This feature would provide Windows users with a graphical utility to create bootable Fedora liveUSB media or boot in Live mode from the hard drive, such as UNetbootin , and make it readily available from the Fedora Project download page as an alternative to liveCDs for Windows users.

Owner

  • Name: GezaKovacs

Current status

  • Targeted release: Fedora 10
  • Last updated: 2008-04-07
  • Percentage of completion: 50%

Detailed Description

Ubuntu has implemented a similar feature, in the form of Wubi . This is different, in that Wubi required extensive modifications to Ubuntu's boot system for loopmounted booting (and given its dependencies on ubiquity and Ubuntu-specific boot behavior, it will all have to be re-implemented for Anaconda); therefore, using a loopmounted installation approach would be unrealistic. Additionally, supporting loopmounted-installations on an enterprise-grade system such as Fedora would lead to countless issues, including not only issues with hibernation and suspend, Windows bootloader and host NTFS filesystem dependencies, reduced performance, and other potential problems.

Instead, this proposes to simply provide a Windows fronted to create liveUSB drives or boot in Live mode from the hard drive, thereby requiring no modifications to Anaconda or Fedora's boot system, while reaching a similar degree of user-friendliness.

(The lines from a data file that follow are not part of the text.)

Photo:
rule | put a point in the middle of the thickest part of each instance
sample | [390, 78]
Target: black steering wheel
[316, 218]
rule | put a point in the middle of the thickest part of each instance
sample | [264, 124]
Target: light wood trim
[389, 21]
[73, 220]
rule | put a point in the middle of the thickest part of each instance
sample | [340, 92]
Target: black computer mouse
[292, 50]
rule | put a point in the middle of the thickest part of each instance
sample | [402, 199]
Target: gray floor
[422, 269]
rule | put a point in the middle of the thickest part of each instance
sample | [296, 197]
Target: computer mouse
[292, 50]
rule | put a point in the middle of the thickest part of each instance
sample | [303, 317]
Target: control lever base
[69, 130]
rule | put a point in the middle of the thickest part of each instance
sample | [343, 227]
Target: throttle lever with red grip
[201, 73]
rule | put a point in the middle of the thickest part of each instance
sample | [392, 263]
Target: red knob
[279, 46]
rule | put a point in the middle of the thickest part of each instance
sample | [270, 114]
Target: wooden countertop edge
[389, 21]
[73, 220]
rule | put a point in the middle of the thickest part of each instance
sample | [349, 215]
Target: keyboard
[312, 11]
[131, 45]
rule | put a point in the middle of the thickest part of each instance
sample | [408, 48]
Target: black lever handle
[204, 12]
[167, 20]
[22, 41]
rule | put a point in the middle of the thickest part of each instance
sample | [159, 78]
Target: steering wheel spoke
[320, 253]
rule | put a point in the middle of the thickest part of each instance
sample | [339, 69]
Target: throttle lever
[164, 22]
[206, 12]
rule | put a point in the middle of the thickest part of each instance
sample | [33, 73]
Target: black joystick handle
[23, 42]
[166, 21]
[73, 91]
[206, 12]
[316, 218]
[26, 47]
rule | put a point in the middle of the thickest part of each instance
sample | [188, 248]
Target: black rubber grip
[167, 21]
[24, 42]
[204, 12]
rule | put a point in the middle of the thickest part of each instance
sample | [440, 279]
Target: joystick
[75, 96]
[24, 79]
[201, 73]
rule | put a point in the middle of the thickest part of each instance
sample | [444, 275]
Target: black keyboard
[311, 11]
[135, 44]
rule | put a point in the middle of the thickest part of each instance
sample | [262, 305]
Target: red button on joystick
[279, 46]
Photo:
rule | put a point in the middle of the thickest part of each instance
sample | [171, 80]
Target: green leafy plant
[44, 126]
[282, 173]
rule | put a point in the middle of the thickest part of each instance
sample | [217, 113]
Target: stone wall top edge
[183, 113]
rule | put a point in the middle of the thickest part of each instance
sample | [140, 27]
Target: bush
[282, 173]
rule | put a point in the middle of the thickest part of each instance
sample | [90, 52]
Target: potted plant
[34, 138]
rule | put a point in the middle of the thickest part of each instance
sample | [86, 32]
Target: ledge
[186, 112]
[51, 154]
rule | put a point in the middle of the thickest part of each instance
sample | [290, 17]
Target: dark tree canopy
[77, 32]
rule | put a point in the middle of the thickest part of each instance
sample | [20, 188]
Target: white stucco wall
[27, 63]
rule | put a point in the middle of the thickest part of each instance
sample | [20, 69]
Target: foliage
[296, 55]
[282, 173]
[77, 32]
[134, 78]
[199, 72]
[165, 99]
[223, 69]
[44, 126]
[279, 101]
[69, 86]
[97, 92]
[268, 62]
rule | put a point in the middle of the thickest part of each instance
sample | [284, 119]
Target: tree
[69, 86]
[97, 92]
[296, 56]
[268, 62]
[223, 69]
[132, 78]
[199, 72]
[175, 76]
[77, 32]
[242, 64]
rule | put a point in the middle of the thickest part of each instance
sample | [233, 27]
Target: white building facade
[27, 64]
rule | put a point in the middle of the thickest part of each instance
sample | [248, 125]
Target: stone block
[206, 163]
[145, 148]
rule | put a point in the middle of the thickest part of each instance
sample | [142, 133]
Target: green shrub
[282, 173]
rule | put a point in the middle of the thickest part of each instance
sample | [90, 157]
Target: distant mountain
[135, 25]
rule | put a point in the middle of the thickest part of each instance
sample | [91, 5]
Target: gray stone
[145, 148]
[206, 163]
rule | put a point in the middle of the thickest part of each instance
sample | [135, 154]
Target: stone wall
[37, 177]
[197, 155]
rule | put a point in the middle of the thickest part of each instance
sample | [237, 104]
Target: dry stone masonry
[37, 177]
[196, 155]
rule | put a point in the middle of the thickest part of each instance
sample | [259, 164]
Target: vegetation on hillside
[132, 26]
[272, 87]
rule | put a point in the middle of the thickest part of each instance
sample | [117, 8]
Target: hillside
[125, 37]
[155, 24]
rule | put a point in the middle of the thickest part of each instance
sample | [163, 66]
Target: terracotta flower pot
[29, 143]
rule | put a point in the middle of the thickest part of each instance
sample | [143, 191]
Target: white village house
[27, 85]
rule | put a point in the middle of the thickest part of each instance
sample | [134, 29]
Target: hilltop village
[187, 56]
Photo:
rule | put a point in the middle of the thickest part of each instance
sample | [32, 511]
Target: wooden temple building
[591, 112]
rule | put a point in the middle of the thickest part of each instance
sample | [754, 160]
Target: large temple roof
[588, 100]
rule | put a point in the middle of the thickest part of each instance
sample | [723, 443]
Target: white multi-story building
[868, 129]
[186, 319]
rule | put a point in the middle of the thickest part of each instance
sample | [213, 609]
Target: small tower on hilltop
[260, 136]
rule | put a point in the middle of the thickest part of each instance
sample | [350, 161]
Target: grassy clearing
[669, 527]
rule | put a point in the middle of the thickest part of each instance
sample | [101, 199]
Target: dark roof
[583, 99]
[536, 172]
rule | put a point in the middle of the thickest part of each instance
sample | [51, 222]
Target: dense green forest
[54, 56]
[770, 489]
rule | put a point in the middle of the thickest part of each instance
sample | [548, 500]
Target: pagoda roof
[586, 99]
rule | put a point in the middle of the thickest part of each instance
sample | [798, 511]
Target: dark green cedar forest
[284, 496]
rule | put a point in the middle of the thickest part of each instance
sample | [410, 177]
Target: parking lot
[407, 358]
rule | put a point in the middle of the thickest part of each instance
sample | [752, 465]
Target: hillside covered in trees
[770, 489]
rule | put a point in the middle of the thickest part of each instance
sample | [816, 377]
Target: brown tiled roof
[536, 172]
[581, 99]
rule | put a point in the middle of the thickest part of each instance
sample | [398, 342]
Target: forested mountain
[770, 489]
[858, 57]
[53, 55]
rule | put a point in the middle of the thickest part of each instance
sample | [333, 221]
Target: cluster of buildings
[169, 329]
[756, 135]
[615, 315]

When installing from the LiveUSB, no partitioning issues will be encountered, though when booting in Live mode from the Windows partition, Anaconda will be unable to resize that partition. Therefore, users will have to pre-partition their disks, before launching the installer, if not installing from liveUSB. This can be accomplished on systems running Windows Vista and newer via their built-in partition resizing utilities (optionally, with a custom, more user-friendly frontend integrated into the Windows installer executable). On pre-Vista systems, users will either need to boot into a partitioner utility such as Parted Magic (also currently supported by UNetbootin) beforehand to pre-partition their disks, or they can install directly from FTP rather than via pre-downloaded install or live media.

Benefit to Fedora

Most new Linux users (existing Windows users) seeking to test, install, and use Fedora download the liveCD iso file, burn it to a CD, and boot from it to try and install it. However, this poses a few inconveniences; namely, not all users can or are willing to burn CDs (no spare CD-Rs, no CD/DVD burner), and not all computers can boot CDs (namely newer ultraportable laptops without CD drives). While bootable live USB drives and netboot installations appear to be the logical solution to this problem, these options currently are only readily and easily available to existing Linux users, since Fedora's existing liveUSB creation scripts and utilities don't run on Windows, and manual netboot installations are nowhere near as user-friendly as the livemedia approach.

Scope

Fedora branding (logos, naming) for UNetbootin. Internationalized translations for UNetbootin (current version is English-only, but is ready for translation via Qt Linguist).

Test Plan

User Experience

A more convenient way to create liveUSB disks and install Fedora for Windows users.

Dependencies

mingw32 (for building Windows executables on Fedora)

Contingency Plan

Don't include any such Windows-based installer for Fedora in the official Fedora 10 distribution, and retry for next release.